Trendy cities like Seattle are scrambling to make it to the top of international “green” lists, but some communities were onto that gig years ago – before Al Gore won the Nobel Prize, before threats of global warming scared the urban masses into action, before it was, well, cool.
Polebridge, MT has a year-round population of 12. The hamlet, located just outside the western border of Glacier National Park, is only reachable by 30 miles of treacherous dirt lanes.
“It’s the road that tries men’s souls,” one lifelong resident told me after my car bumped and jostled its way into town one weekday morning in July.
Hand-scrawled signs greet visitors who approach the town:
“Slow down! People breathing.”
“Local dogs at large. Leash your pets.”
It’s clear that the law in Polebridge is written by the people who live there. There’s also a vague suspicion that the glares residents shoot at anyone who litters are probably more painful than any sentence a judge could issue.
There are two places for visitors to stop in town: the Northern Lights Saloon, which set up shop in a small log cabin. Next door is the Polebridge Mercantile and Bakery, a charming general goods store where the owner has been pulling tarts, pastries, brownies and muffins out of the oven for 18 years. The two buildings are separated by an emergency gas pump, selling fuel for $5 per gallon.

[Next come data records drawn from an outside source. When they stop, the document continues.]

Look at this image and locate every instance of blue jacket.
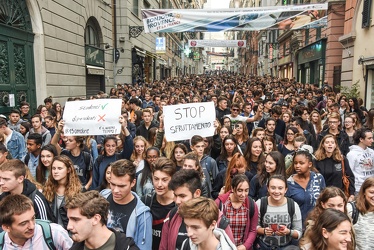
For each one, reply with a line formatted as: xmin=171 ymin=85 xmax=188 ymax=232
xmin=126 ymin=192 xmax=152 ymax=250
xmin=286 ymin=171 xmax=326 ymax=224
xmin=7 ymin=130 xmax=26 ymax=160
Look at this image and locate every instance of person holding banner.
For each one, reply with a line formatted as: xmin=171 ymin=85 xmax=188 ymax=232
xmin=91 ymin=116 xmax=134 ymax=189
xmin=51 ymin=120 xmax=93 ymax=191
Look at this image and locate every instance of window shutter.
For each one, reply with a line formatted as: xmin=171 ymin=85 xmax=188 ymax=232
xmin=362 ymin=0 xmax=372 ymax=28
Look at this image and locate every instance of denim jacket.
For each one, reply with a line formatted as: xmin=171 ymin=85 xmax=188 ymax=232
xmin=7 ymin=130 xmax=26 ymax=160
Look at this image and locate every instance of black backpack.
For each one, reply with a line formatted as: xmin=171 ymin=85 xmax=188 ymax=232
xmin=259 ymin=197 xmax=295 ymax=227
xmin=349 ymin=201 xmax=359 ymax=225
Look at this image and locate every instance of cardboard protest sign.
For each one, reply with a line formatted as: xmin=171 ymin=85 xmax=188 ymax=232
xmin=163 ymin=102 xmax=215 ymax=141
xmin=63 ymin=99 xmax=121 ymax=136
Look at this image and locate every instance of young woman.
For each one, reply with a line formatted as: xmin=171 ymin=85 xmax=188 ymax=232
xmin=215 ymin=174 xmax=258 ymax=250
xmin=309 ymin=209 xmax=354 ymax=250
xmin=20 ymin=121 xmax=31 ymax=138
xmin=223 ymin=117 xmax=232 ymax=128
xmin=52 ymin=102 xmax=63 ymax=122
xmin=310 ymin=111 xmax=322 ymax=138
xmin=131 ymin=136 xmax=149 ymax=177
xmin=286 ymin=150 xmax=326 ymax=225
xmin=97 ymin=164 xmax=112 ymax=197
xmin=255 ymin=175 xmax=302 ymax=250
xmin=233 ymin=121 xmax=249 ymax=153
xmin=182 ymin=152 xmax=211 ymax=198
xmin=281 ymin=111 xmax=292 ymax=127
xmin=348 ymin=97 xmax=365 ymax=123
xmin=212 ymin=153 xmax=253 ymax=199
xmin=91 ymin=119 xmax=133 ymax=189
xmin=314 ymin=134 xmax=355 ymax=201
xmin=252 ymin=127 xmax=265 ymax=141
xmin=348 ymin=177 xmax=374 ymax=250
xmin=344 ymin=116 xmax=356 ymax=145
xmin=84 ymin=136 xmax=98 ymax=163
xmin=136 ymin=147 xmax=160 ymax=197
xmin=52 ymin=120 xmax=93 ymax=191
xmin=170 ymin=143 xmax=188 ymax=171
xmin=278 ymin=127 xmax=298 ymax=157
xmin=300 ymin=186 xmax=348 ymax=250
xmin=262 ymin=136 xmax=277 ymax=155
xmin=249 ymin=151 xmax=286 ymax=201
xmin=244 ymin=137 xmax=265 ymax=176
xmin=349 ymin=112 xmax=362 ymax=130
xmin=141 ymin=157 xmax=176 ymax=250
xmin=36 ymin=144 xmax=58 ymax=185
xmin=216 ymin=135 xmax=240 ymax=172
xmin=43 ymin=155 xmax=82 ymax=229
xmin=211 ymin=125 xmax=232 ymax=160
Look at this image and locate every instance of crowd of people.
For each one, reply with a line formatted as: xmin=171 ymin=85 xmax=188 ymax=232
xmin=0 ymin=74 xmax=373 ymax=249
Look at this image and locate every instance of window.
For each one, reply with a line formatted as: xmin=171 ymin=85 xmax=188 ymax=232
xmin=143 ymin=0 xmax=150 ymax=9
xmin=305 ymin=29 xmax=309 ymax=46
xmin=85 ymin=20 xmax=100 ymax=47
xmin=362 ymin=0 xmax=372 ymax=28
xmin=133 ymin=0 xmax=139 ymax=15
xmin=316 ymin=28 xmax=321 ymax=39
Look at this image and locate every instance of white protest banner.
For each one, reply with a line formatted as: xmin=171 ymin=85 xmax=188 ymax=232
xmin=163 ymin=102 xmax=215 ymax=141
xmin=188 ymin=40 xmax=246 ymax=48
xmin=63 ymin=99 xmax=121 ymax=136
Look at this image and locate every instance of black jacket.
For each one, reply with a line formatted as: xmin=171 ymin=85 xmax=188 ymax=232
xmin=70 ymin=228 xmax=139 ymax=250
xmin=136 ymin=121 xmax=158 ymax=141
xmin=51 ymin=196 xmax=68 ymax=229
xmin=318 ymin=129 xmax=350 ymax=155
xmin=0 ymin=179 xmax=56 ymax=223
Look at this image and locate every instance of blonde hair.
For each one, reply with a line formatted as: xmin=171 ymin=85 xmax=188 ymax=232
xmin=130 ymin=136 xmax=149 ymax=161
xmin=314 ymin=134 xmax=343 ymax=162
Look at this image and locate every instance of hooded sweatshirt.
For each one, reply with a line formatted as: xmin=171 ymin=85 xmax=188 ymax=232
xmin=347 ymin=145 xmax=374 ymax=192
xmin=181 ymin=228 xmax=237 ymax=250
xmin=26 ymin=126 xmax=51 ymax=146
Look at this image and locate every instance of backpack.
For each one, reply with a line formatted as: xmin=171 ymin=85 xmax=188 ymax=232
xmin=259 ymin=197 xmax=295 ymax=227
xmin=218 ymin=196 xmax=256 ymax=227
xmin=167 ymin=206 xmax=230 ymax=230
xmin=349 ymin=201 xmax=359 ymax=225
xmin=95 ymin=154 xmax=121 ymax=167
xmin=142 ymin=192 xmax=156 ymax=208
xmin=0 ymin=219 xmax=55 ymax=250
xmin=202 ymin=157 xmax=214 ymax=185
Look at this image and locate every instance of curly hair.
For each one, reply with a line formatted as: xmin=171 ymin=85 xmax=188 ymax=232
xmin=43 ymin=155 xmax=81 ymax=203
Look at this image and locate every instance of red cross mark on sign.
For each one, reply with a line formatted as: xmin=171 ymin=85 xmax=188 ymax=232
xmin=98 ymin=114 xmax=106 ymax=122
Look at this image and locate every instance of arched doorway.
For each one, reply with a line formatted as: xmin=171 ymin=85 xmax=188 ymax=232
xmin=84 ymin=17 xmax=105 ymax=98
xmin=0 ymin=0 xmax=36 ymax=114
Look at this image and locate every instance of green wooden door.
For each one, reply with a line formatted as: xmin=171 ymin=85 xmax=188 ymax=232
xmin=0 ymin=0 xmax=36 ymax=114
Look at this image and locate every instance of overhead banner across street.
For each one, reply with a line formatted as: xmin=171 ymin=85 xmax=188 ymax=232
xmin=188 ymin=40 xmax=246 ymax=48
xmin=141 ymin=3 xmax=327 ymax=33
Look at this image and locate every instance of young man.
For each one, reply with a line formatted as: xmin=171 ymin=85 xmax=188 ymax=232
xmin=224 ymin=103 xmax=260 ymax=128
xmin=8 ymin=109 xmax=24 ymax=132
xmin=25 ymin=114 xmax=51 ymax=146
xmin=264 ymin=118 xmax=283 ymax=146
xmin=190 ymin=135 xmax=219 ymax=191
xmin=215 ymin=97 xmax=230 ymax=124
xmin=0 ymin=117 xmax=26 ymax=160
xmin=141 ymin=92 xmax=154 ymax=109
xmin=159 ymin=169 xmax=234 ymax=250
xmin=0 ymin=159 xmax=55 ymax=222
xmin=19 ymin=101 xmax=32 ymax=122
xmin=136 ymin=109 xmax=158 ymax=141
xmin=178 ymin=197 xmax=236 ymax=250
xmin=104 ymin=159 xmax=152 ymax=250
xmin=67 ymin=190 xmax=139 ymax=250
xmin=317 ymin=112 xmax=350 ymax=155
xmin=24 ymin=133 xmax=42 ymax=178
xmin=347 ymin=128 xmax=374 ymax=193
xmin=129 ymin=98 xmax=142 ymax=123
xmin=290 ymin=116 xmax=317 ymax=150
xmin=258 ymin=105 xmax=285 ymax=138
xmin=0 ymin=194 xmax=72 ymax=249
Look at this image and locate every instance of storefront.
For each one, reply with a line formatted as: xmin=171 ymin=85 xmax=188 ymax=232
xmin=278 ymin=55 xmax=293 ymax=79
xmin=297 ymin=39 xmax=326 ymax=86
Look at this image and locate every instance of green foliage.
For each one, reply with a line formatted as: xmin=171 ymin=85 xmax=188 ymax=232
xmin=335 ymin=80 xmax=360 ymax=99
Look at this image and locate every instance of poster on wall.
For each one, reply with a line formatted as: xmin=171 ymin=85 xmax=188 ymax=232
xmin=188 ymin=40 xmax=246 ymax=48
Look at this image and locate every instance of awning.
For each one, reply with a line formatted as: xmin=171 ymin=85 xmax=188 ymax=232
xmin=86 ymin=65 xmax=105 ymax=75
xmin=146 ymin=51 xmax=158 ymax=59
xmin=134 ymin=47 xmax=146 ymax=57
xmin=158 ymin=58 xmax=167 ymax=65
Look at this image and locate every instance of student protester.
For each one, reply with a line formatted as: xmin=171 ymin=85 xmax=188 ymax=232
xmin=216 ymin=174 xmax=258 ymax=250
xmin=25 ymin=114 xmax=51 ymax=146
xmin=249 ymin=151 xmax=286 ymax=201
xmin=346 ymin=127 xmax=374 ymax=192
xmin=211 ymin=124 xmax=232 ymax=160
xmin=20 ymin=121 xmax=31 ymax=138
xmin=170 ymin=143 xmax=188 ymax=171
xmin=243 ymin=137 xmax=265 ymax=176
xmin=43 ymin=155 xmax=82 ymax=229
xmin=190 ymin=135 xmax=219 ymax=193
xmin=19 ymin=101 xmax=32 ymax=122
xmin=216 ymin=96 xmax=230 ymax=124
xmin=0 ymin=194 xmax=72 ymax=249
xmin=91 ymin=116 xmax=133 ymax=189
xmin=216 ymin=135 xmax=240 ymax=172
xmin=52 ymin=120 xmax=93 ymax=191
xmin=278 ymin=127 xmax=298 ymax=157
xmin=252 ymin=127 xmax=266 ymax=141
xmin=264 ymin=118 xmax=283 ymax=146
xmin=136 ymin=147 xmax=160 ymax=197
xmin=344 ymin=116 xmax=356 ymax=145
xmin=35 ymin=144 xmax=58 ymax=185
xmin=232 ymin=121 xmax=249 ymax=153
xmin=7 ymin=109 xmax=24 ymax=132
xmin=130 ymin=136 xmax=149 ymax=177
xmin=141 ymin=157 xmax=176 ymax=250
xmin=314 ymin=134 xmax=355 ymax=201
xmin=317 ymin=112 xmax=350 ymax=155
xmin=0 ymin=117 xmax=26 ymax=160
xmin=104 ymin=159 xmax=152 ymax=250
xmin=159 ymin=169 xmax=234 ymax=250
xmin=67 ymin=190 xmax=139 ymax=250
xmin=262 ymin=136 xmax=277 ymax=155
xmin=255 ymin=175 xmax=302 ymax=250
xmin=308 ymin=209 xmax=354 ymax=250
xmin=290 ymin=116 xmax=317 ymax=150
xmin=286 ymin=150 xmax=326 ymax=225
xmin=44 ymin=115 xmax=56 ymax=138
xmin=0 ymin=143 xmax=9 ymax=165
xmin=258 ymin=105 xmax=286 ymax=139
xmin=98 ymin=163 xmax=112 ymax=197
xmin=24 ymin=133 xmax=42 ymax=178
xmin=0 ymin=159 xmax=55 ymax=222
xmin=178 ymin=197 xmax=237 ymax=250
xmin=136 ymin=109 xmax=158 ymax=141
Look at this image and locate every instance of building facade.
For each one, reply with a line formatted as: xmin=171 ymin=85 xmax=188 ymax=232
xmin=0 ymin=0 xmax=113 ymax=112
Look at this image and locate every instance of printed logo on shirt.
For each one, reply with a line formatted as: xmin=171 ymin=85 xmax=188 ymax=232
xmin=334 ymin=163 xmax=342 ymax=171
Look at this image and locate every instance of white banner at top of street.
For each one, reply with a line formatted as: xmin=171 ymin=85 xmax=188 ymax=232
xmin=188 ymin=40 xmax=246 ymax=48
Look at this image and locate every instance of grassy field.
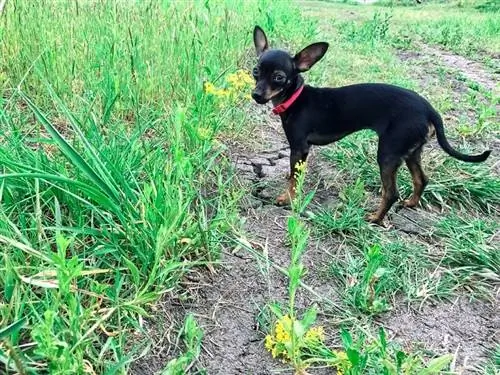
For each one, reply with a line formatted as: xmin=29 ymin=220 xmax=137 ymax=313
xmin=0 ymin=0 xmax=499 ymax=374
xmin=0 ymin=1 xmax=313 ymax=373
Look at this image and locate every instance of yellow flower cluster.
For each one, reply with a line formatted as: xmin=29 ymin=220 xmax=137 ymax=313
xmin=226 ymin=69 xmax=254 ymax=88
xmin=264 ymin=315 xmax=293 ymax=360
xmin=264 ymin=315 xmax=326 ymax=362
xmin=203 ymin=69 xmax=253 ymax=102
xmin=203 ymin=82 xmax=230 ymax=97
xmin=264 ymin=315 xmax=350 ymax=372
xmin=332 ymin=350 xmax=350 ymax=375
xmin=304 ymin=326 xmax=325 ymax=344
xmin=295 ymin=160 xmax=307 ymax=172
xmin=275 ymin=314 xmax=292 ymax=343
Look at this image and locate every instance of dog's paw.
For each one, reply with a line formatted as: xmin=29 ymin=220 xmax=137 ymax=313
xmin=276 ymin=193 xmax=291 ymax=206
xmin=365 ymin=213 xmax=384 ymax=226
xmin=402 ymin=198 xmax=418 ymax=208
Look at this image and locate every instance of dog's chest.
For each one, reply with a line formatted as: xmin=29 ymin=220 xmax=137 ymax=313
xmin=306 ymin=131 xmax=347 ymax=146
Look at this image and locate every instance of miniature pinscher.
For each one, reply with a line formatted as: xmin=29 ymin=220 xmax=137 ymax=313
xmin=251 ymin=26 xmax=491 ymax=224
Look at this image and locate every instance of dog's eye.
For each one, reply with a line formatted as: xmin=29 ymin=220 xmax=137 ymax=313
xmin=252 ymin=67 xmax=260 ymax=78
xmin=273 ymin=74 xmax=286 ymax=83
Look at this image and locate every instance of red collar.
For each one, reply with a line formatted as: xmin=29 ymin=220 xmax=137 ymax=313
xmin=272 ymin=85 xmax=304 ymax=115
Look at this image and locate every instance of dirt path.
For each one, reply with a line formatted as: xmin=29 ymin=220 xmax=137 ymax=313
xmin=419 ymin=44 xmax=499 ymax=93
xmin=398 ymin=43 xmax=499 ymax=95
xmin=380 ymin=296 xmax=500 ymax=373
xmin=397 ymin=42 xmax=500 ymax=167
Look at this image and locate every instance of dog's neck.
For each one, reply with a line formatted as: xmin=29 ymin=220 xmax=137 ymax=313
xmin=271 ymin=75 xmax=305 ymax=107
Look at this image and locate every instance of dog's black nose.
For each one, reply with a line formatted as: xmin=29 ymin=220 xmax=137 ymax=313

Tasia, the waitress and bartender in the Northern Lights Saloon who has no problem serving beers to vacationers at noon on a weekday, is the granddaughter of pioneers who settled in Polebridge in the early 1900s.
Those early pioneers operated on an unspoken set of rules that are still enforced by sneers and sarcastic comments the otherwise friendly residents have tucked away and at the ready. Here are a few lessons from Polebridge:
- If you bring it into town, pack it out. It’s okay to throw away the napkin you used to eat a pastry at the Polebridge Mercantile in a garbage can in town, Tasia said, but curses will be showered upon anyone who dumps a weeks-worth of camping refuse in the Mercantile’s trash bin after emerging from the forest. Garbage trucks don’t make stops in Polebridge, Tasia said. Residents pack out their own garbage, so they’re careful to keep the loads as small as possible.
- Why not walk? While visitors mutter about the dust coating their Volvos and Audis as they putter between the saloon, mercantile and the vistas surrounding the town, residents take long walks from their cabins in the woods to the town center.
- Keep using it! Most of the vehicles in town are old trucks, being used until their very last breath, then fixed and used again. A frayed volleyball net is set up in the middle of town, and it doesn’t look like residents are feeling the need to replace it anytime soon An eco-trendster might look for the latest high-priced soy-based version, then spend a bundle to have it shipped halfway around the world.
- Avoid the grid. The entire town of Polebridge runs on solar panels, generators and other power sources that have no connection to large utilities companies. Some of the town’s solutions are greener than others, but the point is that the people in Polebridge build what they need, and are careful to keep consumption low.
- Be neighborly. Tasia told me that when a medical emergency occurs, the entire town quickly caravans the injured person to a hospital in Kalispel or Blackfish, the nearest cities. Taking multiple cars may not be the best way to save on gas, but the people of Polebridge have identified an important priority: if one man is down, that man’s contributions to the town are at risk. When everyone has a job that is vital to the town’s survival, the health of each person is critical.